Ms. Morgan, a Black woman, purchased a Greyhound ticket that day in Gloucester, Virginia, boarded the bus, and took a seat in the assigned “Black section.” About 30 minutes after the bus departed, however, Ms. Morgan and the passenger sitting beside her were asked to give up their seats for a white couple who had boarded and found no available seats in the “white section.” When Ms. Morgan refused and advised the passenger beside her to do the same, the bus driver drove to the local jail in Middlesex County, where a deputy sheriff boarded the bus and presented Ms. Morgan with a warrant for her arrest.

Under Virginia law at that time, racial segregation was mandatory on state-sponsored transportation. Ms. Morgan insisted that her presence on an interstate bus meant that Virginia law did not apply, and she refused to be removed from her seat. Police physically dragged the young Black woman from the bus, held her in the Saluda City Jail, and convicted her of violating the state segregation law.

Ms. Morgan appealed her conviction and, in March 1946, civil rights lawyers Thurgood Marshall and William H. Hastle argued her case before the U.S. Supreme Court. Less than three months later, in Morgan v. Commonwealth of Virginia, the Court reversed Ms. Morgan’s conviction, and held that state segregation laws were unconstitutional as applied to interstate bus travel.

July 15, 1954

At the direction of U.S. Attorney General Herbert Brownell and under the supervision of Immigration and Naturalization Service (INS) Commissioner Joseph Swing, the U.S. Border Patrol began the second phase of an immigration law enforcement initiative in the lower Rio Grande Valley of Texas. The program, officially known as “Operation Wetback,” employed the pejorative term “wetback” often used to refer to Mexican citizens who entered the U.S. by swimming across the Rio Grande River.

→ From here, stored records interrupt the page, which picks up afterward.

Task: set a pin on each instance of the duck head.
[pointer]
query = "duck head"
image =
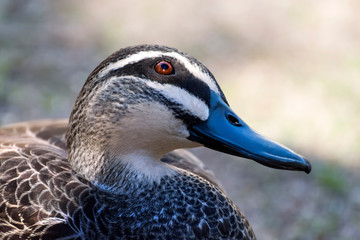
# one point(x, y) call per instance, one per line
point(145, 101)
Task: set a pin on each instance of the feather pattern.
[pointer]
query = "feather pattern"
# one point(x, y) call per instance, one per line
point(42, 198)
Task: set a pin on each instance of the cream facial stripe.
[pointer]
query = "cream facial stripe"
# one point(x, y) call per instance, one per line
point(190, 103)
point(191, 67)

The operation had begun one month earlier, targeting Mexican immigrants in California and Arizona. Attorney General Brownell promoted the crackdown based on his assertion that “the Mexican wetback problem was becoming increasingly serious” because Mexican immigrants were “displacing domestic workers, affecting work conditions, spreading disease, and contributing to crime rates.” INS deployed hundreds of agents to the Rio Grande Valley to locate and deport to Mexico anyone they suspected of being in the U.S. without legal status. The following September, INS initiated a similar operation in the Midwest.

Border agents’ tactics included descending on Mexican American neighborhoods, demanding identification from “Mexican-looking” citizens on the street, invading private homes in the middle of the night, and raiding Mexican businesses. Without a hearing or oversight, agents often seized and deported people who were lawfully in the country. By the end of these crusades in California, Arizona, and Texas, as many as 200,000 Mexican immigrants had returned to Mexico—including many who were not undocumented and some who were U.S. citizens. Some immigrants left on their own in the face of the large-scale harassment, but most were taken under Border Patrol escort.

By the end of 1954, according to some reports, INS had deported one million Mexican immigrants nationwide. These mandatory deportations were done at the deportee’s expense and cost some people all the money they had earned while working in the U.S. At the program’s close, Attorney General Brownell praised the effort, which violently displaced hundreds of thousands of people from their homes, as a success.